Test harness service counts are exact. test-sanctum-system-e2e.sh asserts Services: N. Any instance.yaml addition increments this. Update the test immediately when adding services.
Bootstrap watchdog squats launchd. On boot, sanctum-bootstrap.sh starts a watchdog directly. The launchd com.sanctum.watchdog plist also tries to start one. They race for port 2187. Bootstrap wins. The launchd instance logs failed to bind port 2187 every ten seconds indefinitely. If the bootstrap-started watchdog runs long enough, its check cache goes stale. Kill the bootstrap PID; launchd restarts fresh. Long-term: remove the watchdog from sanctum-bootstrap.sh — launchd manages it now.
launchctl loaded config can diverge from on-disk plist. launchctl print gui/UID/com.sanctum.ha-tunnel may show different args than the plist file if the plist was regenerated via sync_runtime_calibration.py but never reloaded. launchctl unload + load is the fix. Check with launchctl print before assuming disk is what’s running.

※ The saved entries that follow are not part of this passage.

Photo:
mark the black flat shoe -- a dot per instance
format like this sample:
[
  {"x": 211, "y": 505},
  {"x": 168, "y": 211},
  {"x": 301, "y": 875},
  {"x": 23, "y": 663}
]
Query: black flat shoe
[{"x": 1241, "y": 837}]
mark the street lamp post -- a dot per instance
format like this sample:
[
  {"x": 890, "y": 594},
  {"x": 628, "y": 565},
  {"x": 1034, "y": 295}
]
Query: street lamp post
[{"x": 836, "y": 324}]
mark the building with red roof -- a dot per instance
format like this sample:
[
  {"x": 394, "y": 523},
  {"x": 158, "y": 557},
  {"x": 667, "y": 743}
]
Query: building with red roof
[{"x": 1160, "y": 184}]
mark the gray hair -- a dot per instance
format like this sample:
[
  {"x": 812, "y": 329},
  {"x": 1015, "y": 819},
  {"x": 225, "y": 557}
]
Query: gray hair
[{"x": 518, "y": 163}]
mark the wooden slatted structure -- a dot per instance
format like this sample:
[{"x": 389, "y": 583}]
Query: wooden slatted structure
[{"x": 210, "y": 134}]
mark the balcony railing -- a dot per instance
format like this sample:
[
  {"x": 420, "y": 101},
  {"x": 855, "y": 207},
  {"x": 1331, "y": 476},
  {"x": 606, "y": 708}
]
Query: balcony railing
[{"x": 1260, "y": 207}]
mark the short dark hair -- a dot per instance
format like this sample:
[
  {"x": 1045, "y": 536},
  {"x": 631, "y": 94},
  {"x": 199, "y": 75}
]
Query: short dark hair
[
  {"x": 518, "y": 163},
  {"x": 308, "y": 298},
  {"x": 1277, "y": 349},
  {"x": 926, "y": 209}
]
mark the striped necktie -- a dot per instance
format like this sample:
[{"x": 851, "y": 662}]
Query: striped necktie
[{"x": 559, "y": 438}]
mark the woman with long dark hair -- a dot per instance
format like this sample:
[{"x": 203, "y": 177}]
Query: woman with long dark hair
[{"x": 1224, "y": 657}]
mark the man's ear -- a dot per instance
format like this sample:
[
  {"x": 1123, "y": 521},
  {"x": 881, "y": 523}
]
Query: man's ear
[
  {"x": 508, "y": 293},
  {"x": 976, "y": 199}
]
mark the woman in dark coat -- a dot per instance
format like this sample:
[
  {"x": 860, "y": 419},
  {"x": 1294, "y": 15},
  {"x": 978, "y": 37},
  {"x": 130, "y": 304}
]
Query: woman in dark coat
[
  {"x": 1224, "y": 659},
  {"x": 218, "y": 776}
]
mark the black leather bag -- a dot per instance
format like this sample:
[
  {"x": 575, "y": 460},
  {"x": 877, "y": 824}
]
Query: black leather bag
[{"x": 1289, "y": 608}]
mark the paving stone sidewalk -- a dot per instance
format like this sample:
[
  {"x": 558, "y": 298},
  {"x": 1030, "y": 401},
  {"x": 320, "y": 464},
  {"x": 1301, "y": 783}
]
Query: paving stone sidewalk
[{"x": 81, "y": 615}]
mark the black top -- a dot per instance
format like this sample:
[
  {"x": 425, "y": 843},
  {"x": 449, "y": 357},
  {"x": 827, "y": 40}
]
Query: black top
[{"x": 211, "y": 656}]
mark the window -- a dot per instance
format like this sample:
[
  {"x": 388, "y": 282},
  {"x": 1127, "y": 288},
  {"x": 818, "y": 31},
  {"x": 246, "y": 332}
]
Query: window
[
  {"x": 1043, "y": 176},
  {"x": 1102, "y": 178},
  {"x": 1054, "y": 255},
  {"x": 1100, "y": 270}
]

Python 3.14 skips .pth files in hidden dirs. Any editable install in .venv/ (or any dot-prefixed path) breaks silently. Use PYTHONPATH explicitly or recreate the venv at a non-hidden path (venv/). The rule is venv/ not .venv/ until torch officially supports Python 3.13+.
SSH -L spec depends on where the service binds. VM-loopback services need 127.0.0.1:PORT:127.0.0.1:PORT. Bridge-IP services need PORT:10.10.10.10:PORT. When a service changes its bind address without updating the tunnel spec, the tunnel forwards to a port that nothing listens on. Verify with lsof -i :PORT -n -P on the VM after any bind-config change.
signal-health.sh grep must track force_flow.py. If send_signal() changes URL path (/v2/send vs /api/v1/rpc), update CHECK 4’s grep pattern. The pattern is documented in the script header. Any change to the signal URL in force_flow.py requires a parallel update here.